UK government spending £4.7m a day on hotel rooms for asylum seekers — NOT the £1.2m figure it gave to MPs

By Thomas Brooke
3 Min Read

The British government is currently spending £4.7 million (€5.6 million) a day on housing record numbers of asylum seekers in hotels across the country, a figure almost four times higher than it had previously disclosed to MPs, the U.K. Home Office has confirmed.

A team of Home Office officials led by Priti Patel gave evidence to the U.K. Parliament’s Home Affairs Select Committee on Wednesday, where committee members were told that the current cost to U.K. taxpayers for asylum seekers’ accommodation was £1.2 million a day.

The department however updated its evidence on Thursday and admitted the cost was almost four times larger. It reportedly put the discrepancy down to a “drafting error.”

“£1.2 million per day is spent accommodating people resettled from Afghanistan and another £3.5 million per day for asylum seekers,” confirmed BBC reporter, Simon Jones.

The U.K. government is therefore spending £1.3 billion a year on housing prospective asylum seekers, many of whom have arrived in the U.K. via the English Channel in dinghies last year. That figure rises to more than £1.7 billion when the resettlement of Afghans fleeing the Taliban is taken into account.

The amended figure was made public moments before Chancellor Rishi Sunak provided an update on rising energy prices, a topic expected to attract widespread national attention on Thursday.

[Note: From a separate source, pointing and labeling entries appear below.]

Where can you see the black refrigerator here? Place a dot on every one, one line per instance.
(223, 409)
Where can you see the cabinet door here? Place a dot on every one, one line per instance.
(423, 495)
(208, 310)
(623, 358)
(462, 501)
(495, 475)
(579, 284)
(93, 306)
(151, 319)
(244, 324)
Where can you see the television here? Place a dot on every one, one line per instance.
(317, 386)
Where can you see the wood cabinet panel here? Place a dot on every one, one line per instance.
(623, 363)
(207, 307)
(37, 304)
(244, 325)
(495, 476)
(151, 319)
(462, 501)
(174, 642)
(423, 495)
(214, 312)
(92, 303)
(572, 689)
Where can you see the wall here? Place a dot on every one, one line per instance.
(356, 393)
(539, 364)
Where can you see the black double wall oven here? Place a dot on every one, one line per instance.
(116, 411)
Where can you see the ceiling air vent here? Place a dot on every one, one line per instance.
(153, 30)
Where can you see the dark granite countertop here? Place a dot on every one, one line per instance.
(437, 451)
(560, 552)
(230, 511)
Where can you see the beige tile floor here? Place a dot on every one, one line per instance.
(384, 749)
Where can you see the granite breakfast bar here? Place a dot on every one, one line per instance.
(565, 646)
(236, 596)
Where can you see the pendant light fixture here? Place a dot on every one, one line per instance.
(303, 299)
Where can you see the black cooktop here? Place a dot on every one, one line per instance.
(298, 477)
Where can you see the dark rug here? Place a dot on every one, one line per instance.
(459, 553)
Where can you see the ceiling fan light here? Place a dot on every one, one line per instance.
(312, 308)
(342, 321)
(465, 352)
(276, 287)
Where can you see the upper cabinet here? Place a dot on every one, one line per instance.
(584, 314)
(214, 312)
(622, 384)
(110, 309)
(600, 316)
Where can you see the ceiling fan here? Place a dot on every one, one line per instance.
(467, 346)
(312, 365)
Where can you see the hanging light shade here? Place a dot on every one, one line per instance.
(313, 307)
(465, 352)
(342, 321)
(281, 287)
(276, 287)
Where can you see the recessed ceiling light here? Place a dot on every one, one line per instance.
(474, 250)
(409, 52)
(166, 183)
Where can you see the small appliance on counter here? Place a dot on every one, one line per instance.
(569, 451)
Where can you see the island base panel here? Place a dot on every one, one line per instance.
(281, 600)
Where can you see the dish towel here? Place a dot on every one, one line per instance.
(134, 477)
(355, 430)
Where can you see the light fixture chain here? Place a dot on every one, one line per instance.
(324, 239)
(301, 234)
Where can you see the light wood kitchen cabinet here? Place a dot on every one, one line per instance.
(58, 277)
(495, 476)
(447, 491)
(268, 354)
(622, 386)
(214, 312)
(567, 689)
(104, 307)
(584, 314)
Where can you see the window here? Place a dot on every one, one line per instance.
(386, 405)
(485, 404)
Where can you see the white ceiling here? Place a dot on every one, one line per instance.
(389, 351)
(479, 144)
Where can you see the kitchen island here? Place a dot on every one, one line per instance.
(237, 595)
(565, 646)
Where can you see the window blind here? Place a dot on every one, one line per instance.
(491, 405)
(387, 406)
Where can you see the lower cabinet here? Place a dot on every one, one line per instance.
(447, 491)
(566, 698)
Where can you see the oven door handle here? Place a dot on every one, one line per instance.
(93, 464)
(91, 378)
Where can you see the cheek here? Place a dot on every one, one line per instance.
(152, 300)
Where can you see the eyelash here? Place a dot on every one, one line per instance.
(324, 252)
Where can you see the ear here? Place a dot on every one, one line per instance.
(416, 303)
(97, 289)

During Wednesday’s select committee hearing, Patel told MPs that 25,000 migrants were currently housed in hotels being used as temporary accommodation across the country following last year’s record level of illegal immigration via the English Channel.

Subsequently, 23,000 migrants were stopped from completing the crossing by authorities.

When questioned on how many of the 28,000 migrants who arrived in boats last year had since had their asylum application rejected and subsequently been deported, Patel said she didn’t know the updated figure but admitted it was “tiny.” The latest government statistics had shown that just 10 removals had taken place.

The spike in illegal immigration in recent times to Britain shows no sign of slowing down, after January 2022 saw six times more arrivals than for the same period last year, putting the U.K. on course for 40,000 arrivals in this calendar year.